Archiving Activities

Outstanding works of graphic design and graphic art, along with related materials, are collected and preserved to pass down to future generations as a precious cultural legacy.

Collection Database

The Foundation's archives center on two collections: the Tyler Graphics Archive Collection of contemporary American prints and the DNP Graphic Design Archives, a comprehensive collection of contemporary Japanese graphic design. Both collections, together with related materials, are available for viewing or borrowing for educational or research purposes. Interested parties are requested to inquire to the DNP Foundation for Cultural Promotion for details.
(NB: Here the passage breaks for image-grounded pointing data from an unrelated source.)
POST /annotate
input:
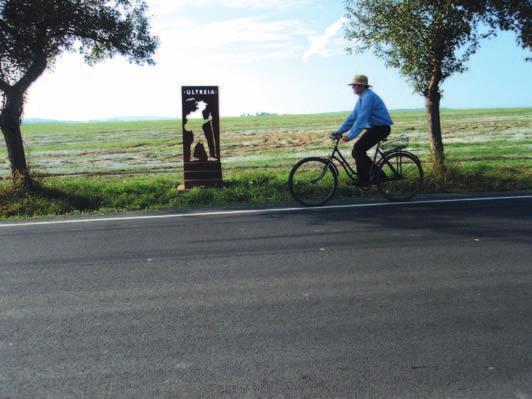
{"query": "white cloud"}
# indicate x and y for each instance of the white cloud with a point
(321, 44)
(238, 39)
(169, 6)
Tyler Graphics Archive Collection

The Tyler Graphics Archive Collection is a collection of works by a host of artists who collaborated with Tyler Graphics, a leading force behind the robust popularity of contemporary American prints during the second half of the 20th century. Tyler Graphics was founded in New York in 1974 by master printer Kenneth Tyler. The studio is renowned for having expanded the possibilities of the printed arts through technical mastery and innovative ideas unshackled by preconceptions. The Tyler Graphics Archive Collection encompasses some 1,000 works, and related materials, created by Tyler Graphics in collaboration with 40 artists between 1974 and 2000, when the studio ceased its activities. The collection includes numerous works by the giants in the American contemporary art world - artists such as Frank Stella, Roy Lichtenstein, Robert Motherwell and Helen Frankenthaler - and serves as an invaluable trove offering an overview not only of the history of art prints but of American contemporary art as well.
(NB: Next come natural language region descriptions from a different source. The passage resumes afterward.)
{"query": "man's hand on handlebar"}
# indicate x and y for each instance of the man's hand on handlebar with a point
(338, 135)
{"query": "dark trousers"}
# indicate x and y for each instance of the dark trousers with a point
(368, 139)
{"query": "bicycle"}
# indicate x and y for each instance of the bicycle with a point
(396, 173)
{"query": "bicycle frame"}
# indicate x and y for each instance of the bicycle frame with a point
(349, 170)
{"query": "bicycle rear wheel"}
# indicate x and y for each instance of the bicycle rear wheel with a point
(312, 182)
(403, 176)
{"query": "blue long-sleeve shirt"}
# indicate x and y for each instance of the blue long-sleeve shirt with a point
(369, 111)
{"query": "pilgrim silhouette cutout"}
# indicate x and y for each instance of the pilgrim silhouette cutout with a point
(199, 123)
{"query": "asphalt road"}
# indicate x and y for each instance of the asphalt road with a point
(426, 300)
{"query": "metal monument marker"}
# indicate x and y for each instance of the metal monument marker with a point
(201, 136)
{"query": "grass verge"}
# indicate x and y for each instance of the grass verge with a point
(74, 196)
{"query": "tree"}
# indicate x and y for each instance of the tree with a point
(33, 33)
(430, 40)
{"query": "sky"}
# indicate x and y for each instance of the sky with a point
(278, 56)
DNP Graphic Design Archives

Graphic design is the area of art most closely connected to our everyday lives, yet activities to systematically collect, preserve and pass down this superlative cultural legacy to future generations have been inadequate in comparison to corresponding activities focused on paintings, handicraft works and the like. The DNP Graphic Design Archives were launched to ameliorate this situation, and they were instituted by calling upon graphic designers both in Japan and abroad to contribute their representative works to the collection. The Archives now include some 10,000 works by approximately 200 artists of both Japanese and oversea designers, and the collection continues to grow. Meriting special mention are two graphic designers who left their outstanding marks in the Japanese graphic design world: Ikko Tanaka and Shigeo Fukuda, whose families posthumously graciously donated their cherished works and materials. Further, the Foundation had the honor to donate the whole collection of Kazumasa Nagai, also one of the representative designers who have led the Japanese graphic field. Today their works are respectively collected into the Ikko Tanaka Archives, Shigeo Fukuda Archives and Kazumasa Nagai Archives, collections that function as bases for studying about these three irreplaceable artists.